Wielu analityków podkreśla, że spadek ceny złota i utrzymywanie się jej na niskim poziomie będzie bardzo prawdopodobne w sytuacji wieloletniej ekonomicznej prosperity oraz wysokich stóp procentowych połączonych z relatywnie niską inflacją. Taki właśnie może być obraz światowej gospodarki po wyjściu z pandemii.
Szansa dla "cyfrowego złota"
Złoto nie oferuje pełnego bezpieczeństwa kapitału. To, że od kilku tysięcy lat jest uznawane za uniwersalny pieniądz, nie oznacza, że tak będzie nadal. W 2020 roku żółty metal ustanowił cenowe rekordy wszech czasów w relacji nie tylko do dolara, ale także do każdej innej głównej waluty. Kruszec zakończył rok z zyskiem około 22 proc. Chociaż dla tej klasy aktywów jest to bardzo dobry wynik, to i tak wypada blado w porównaniu z niemal trzykrotnym rocznym zwrotem z inwestycji w bitcoiny.

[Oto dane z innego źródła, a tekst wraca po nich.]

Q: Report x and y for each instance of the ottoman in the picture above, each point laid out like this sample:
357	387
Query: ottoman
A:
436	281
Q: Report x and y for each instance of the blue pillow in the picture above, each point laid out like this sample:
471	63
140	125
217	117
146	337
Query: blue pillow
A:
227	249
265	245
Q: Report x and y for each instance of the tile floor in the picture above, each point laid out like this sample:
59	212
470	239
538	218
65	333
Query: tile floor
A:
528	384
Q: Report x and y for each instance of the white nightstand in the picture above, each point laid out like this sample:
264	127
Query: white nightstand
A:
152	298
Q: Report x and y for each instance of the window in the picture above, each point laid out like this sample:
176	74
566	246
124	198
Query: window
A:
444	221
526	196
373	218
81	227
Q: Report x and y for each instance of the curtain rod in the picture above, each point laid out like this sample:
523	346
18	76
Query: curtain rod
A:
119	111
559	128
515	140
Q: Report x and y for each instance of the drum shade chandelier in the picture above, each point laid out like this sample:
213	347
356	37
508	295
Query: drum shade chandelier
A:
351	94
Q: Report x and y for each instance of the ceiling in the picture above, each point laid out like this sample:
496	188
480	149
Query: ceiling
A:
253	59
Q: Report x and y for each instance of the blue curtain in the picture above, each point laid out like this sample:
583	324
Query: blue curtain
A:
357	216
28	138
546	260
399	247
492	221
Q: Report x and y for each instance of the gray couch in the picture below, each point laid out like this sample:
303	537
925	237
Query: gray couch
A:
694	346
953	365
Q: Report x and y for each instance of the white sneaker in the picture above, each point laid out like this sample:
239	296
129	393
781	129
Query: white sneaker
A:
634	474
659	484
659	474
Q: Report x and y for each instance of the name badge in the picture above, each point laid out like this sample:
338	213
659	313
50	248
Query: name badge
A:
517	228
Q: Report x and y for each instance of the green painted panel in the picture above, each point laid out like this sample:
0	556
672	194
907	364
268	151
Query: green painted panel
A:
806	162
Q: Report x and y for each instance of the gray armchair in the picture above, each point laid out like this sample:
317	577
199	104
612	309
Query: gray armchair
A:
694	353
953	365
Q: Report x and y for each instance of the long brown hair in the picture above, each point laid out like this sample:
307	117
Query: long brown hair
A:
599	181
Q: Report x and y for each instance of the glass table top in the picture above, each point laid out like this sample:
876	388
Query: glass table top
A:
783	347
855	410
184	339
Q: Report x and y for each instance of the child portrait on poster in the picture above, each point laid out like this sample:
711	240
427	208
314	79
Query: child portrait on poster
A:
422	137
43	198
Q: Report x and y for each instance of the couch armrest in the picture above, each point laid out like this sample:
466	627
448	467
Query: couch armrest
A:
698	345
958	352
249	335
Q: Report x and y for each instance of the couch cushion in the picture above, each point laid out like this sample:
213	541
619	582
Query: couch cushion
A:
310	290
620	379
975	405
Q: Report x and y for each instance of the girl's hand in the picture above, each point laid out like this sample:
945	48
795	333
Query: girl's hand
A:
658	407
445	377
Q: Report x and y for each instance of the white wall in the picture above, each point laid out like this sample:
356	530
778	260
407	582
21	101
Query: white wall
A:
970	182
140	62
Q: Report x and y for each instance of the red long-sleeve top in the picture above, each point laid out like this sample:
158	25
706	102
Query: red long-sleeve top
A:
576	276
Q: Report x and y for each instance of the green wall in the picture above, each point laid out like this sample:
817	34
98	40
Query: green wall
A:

W miarę jak cena bitcoina zbliża się ponownie do 60 tysięcy dolarów, jego wartość w stosunku do złota jest coraz bliżej historycznych maksimów. W marcu inwestorzy przyzwyczajali się do faktu, że jeden bitcoin jest równowartością aż 35 uncji złota. Wartość najpopularniejszej kryptowaluty w stosunku do złota wzrosła ponad dwukrotnie w ciągu ostatnich trzech miesięcy i niemal siedmiokrotnie od października 2020 roku.
Nic więc dziwnego, ze bitcoin zaczyna być nazywany "cyfrowym złotem". Jego zwolennicy są przekonani, że z czasem będzie wypierał żółty kruszec z dwóch ważnych pozycji - magazynu wartości i bezpiecznej przystani na rynkach finansowych.